Three important items that give a snapshot of the physical layout of the College during the Depression are the 1932, 1938, and 1941 fire insurance surveys. As many local historians know, fire and property insurance records often provide details and information about communities and structures that are not easily located in other resources, and this is true of the R-MC insurance documents.

1938 Insurance Values for Several R-MC Buildings.
1938 Insurance Values for Several R-MC Buildings.

In addition to the value of each structure, the descriptions and details on the buildings include information that varies with each structure: the type of construction and materials used; the function of the building and in some cases, changes since the last insurance assessment; building layout and room use; the physical condition of the building; the building’s location; and who occupied the structure.

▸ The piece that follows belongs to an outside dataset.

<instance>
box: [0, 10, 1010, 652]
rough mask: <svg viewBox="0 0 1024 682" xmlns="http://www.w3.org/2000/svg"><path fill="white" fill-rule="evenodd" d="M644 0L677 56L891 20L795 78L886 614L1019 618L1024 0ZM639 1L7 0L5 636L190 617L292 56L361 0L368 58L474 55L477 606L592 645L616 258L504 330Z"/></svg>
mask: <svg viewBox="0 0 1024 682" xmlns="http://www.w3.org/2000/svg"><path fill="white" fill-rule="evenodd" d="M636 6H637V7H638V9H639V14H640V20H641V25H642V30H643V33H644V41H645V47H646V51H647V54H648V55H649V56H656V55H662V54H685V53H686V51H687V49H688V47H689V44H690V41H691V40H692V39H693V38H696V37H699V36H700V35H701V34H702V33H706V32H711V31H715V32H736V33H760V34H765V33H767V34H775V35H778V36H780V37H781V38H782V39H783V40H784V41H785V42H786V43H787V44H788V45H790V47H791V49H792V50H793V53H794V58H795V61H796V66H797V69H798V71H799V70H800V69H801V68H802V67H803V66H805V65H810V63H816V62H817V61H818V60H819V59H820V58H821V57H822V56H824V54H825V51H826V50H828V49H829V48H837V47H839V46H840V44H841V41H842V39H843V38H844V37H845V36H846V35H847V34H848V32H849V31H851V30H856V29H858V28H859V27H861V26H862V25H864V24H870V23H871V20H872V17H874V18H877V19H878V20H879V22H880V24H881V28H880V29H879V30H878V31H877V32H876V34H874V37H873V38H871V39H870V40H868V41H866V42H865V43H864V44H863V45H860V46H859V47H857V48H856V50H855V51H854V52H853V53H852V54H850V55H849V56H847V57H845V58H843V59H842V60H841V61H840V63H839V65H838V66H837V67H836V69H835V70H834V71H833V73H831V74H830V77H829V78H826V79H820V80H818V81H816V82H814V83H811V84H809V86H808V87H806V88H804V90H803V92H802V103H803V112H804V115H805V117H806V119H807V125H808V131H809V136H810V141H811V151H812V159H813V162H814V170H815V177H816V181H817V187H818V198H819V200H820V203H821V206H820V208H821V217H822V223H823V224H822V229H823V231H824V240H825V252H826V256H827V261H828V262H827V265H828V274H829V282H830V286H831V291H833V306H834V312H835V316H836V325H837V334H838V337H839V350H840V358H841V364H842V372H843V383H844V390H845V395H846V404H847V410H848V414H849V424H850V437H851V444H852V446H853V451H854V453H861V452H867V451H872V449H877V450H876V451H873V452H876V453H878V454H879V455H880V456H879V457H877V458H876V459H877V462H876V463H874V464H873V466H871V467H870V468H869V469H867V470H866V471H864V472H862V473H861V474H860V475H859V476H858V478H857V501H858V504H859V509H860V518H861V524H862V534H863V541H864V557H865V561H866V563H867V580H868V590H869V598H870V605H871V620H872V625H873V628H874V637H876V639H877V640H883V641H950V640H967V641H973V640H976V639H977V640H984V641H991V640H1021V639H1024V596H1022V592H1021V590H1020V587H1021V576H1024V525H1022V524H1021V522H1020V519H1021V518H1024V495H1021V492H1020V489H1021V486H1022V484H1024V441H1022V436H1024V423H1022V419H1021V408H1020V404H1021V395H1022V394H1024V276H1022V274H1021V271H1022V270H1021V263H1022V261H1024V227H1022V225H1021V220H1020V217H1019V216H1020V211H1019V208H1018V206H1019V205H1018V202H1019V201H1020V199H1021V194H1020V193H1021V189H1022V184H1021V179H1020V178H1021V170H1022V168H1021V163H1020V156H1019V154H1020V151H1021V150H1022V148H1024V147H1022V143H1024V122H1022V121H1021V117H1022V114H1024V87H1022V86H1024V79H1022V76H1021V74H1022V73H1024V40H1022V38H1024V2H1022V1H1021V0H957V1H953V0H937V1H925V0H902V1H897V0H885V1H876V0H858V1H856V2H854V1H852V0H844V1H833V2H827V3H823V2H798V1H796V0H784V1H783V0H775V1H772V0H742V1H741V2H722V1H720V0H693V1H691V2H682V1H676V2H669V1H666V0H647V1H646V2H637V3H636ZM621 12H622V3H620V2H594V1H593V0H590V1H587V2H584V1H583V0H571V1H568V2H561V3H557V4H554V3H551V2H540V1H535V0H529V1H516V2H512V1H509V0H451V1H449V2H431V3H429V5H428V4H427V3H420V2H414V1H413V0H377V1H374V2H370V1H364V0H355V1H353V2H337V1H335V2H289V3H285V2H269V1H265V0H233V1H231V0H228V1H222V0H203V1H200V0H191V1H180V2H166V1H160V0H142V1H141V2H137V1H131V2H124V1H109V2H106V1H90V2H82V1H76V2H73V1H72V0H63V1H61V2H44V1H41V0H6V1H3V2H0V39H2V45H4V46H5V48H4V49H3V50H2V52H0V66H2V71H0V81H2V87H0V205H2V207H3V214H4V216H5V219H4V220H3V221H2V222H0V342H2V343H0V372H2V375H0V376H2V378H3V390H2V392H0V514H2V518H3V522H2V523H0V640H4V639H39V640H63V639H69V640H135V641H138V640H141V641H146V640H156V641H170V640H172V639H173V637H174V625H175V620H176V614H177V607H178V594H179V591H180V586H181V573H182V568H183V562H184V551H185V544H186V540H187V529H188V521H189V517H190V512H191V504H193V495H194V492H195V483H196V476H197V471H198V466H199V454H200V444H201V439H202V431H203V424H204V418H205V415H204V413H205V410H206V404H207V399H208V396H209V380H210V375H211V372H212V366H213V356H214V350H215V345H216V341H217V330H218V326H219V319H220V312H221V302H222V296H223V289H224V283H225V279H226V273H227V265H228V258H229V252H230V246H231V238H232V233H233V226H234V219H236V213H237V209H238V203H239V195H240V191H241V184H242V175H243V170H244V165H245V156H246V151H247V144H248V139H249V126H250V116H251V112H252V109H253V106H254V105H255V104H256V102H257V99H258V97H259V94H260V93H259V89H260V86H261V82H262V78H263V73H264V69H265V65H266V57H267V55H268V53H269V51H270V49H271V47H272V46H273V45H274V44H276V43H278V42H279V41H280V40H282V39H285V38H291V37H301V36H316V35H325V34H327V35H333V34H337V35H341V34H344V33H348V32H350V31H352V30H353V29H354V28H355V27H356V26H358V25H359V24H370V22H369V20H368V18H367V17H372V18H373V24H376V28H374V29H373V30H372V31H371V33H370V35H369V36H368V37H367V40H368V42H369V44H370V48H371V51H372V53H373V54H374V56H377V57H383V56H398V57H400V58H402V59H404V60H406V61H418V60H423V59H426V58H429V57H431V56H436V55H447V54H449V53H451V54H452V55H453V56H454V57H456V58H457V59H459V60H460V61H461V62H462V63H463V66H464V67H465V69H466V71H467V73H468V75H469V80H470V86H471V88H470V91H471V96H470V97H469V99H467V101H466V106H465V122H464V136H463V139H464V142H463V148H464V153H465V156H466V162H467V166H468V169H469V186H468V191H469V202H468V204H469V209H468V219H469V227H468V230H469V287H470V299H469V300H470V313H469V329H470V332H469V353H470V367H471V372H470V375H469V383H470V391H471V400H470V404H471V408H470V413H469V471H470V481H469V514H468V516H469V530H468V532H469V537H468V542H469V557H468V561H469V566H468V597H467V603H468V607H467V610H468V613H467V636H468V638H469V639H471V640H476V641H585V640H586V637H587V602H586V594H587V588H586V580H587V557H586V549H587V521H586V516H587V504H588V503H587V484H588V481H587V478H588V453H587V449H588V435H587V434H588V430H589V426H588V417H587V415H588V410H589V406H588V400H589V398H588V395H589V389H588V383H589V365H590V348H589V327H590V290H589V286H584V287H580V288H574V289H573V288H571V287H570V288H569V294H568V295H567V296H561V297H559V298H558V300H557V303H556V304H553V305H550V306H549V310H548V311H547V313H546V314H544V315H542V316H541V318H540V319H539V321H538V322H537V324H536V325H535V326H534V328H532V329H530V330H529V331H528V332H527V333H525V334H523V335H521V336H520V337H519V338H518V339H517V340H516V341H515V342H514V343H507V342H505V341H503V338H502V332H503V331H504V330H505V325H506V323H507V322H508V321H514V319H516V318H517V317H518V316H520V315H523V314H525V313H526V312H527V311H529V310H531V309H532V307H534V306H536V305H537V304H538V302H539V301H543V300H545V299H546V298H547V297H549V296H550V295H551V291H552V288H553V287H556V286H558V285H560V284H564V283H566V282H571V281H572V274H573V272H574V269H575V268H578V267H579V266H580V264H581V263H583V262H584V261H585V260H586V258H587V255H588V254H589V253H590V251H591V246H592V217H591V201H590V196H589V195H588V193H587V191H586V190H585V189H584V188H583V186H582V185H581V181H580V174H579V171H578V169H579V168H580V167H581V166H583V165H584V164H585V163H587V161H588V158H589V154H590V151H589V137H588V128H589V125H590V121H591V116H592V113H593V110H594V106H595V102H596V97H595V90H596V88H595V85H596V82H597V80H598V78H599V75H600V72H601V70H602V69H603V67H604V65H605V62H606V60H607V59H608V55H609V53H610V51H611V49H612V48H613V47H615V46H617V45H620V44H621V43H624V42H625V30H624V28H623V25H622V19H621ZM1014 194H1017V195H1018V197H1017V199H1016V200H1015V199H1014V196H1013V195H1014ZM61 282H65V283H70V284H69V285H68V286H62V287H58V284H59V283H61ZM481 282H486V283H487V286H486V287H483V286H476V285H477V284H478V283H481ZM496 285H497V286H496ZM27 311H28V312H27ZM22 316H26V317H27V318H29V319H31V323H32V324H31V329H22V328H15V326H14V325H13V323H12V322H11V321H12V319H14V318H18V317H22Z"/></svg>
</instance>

While the 1932 insurance inventory is brief and primarily lists buildings, values, and points out safety problems that should be resolved (don’t store cleaning supplies under wooden staircases!), the 1938 and 1941 inventories include much more information as well as photographs, which in some cases are the only visual representations we have of some structures such as storage buildings, garages, and yes, the corn crib, stables, and chicken houses!

Stable and Corn Crib on R-MC Campus, 1938
Stable and Corn Crib on R-MC Campus, 1938

The 1938 inventory indicates that the building designated as Cottage #7 “…was formerly a dormitory and lunch room but is now not used except one room on first floor which is occupied by one of the students who sells ice cream to other students on the campus.”   Also, one of the garages since the 1932 inventory “…has been enlarged to accommodate a school bus….”  The Gymnasium Building (Crenshaw) was used “solely as a Gymnasium, except for occasional school dances.”  Washington-Franklin Hall, now home to the History Department, was the Administrative Building. The Washington Room and the Franklin Room on the first floor were used by the College’s two literary societies while the second floor housed all of the administrative offices, the college book store, and the Y.M.C.A. rooms. The Y.M.C.A., the Young Men’s Christian Association, was one of the largest student organizations.

Washington Franklin Hall, 1938
Washington Franklin Hall, 1938

One of the fun things to notice in the insurance photos is the cars parked right by the buildings. During that time period, students and faculty just drove up to the buildings and parked,  whether there were drives and parking areas or not. There were so few cars on campus that parking was very convenient!

These inventories provide a great overview of the campus and add to our understanding of how it has evolved over time.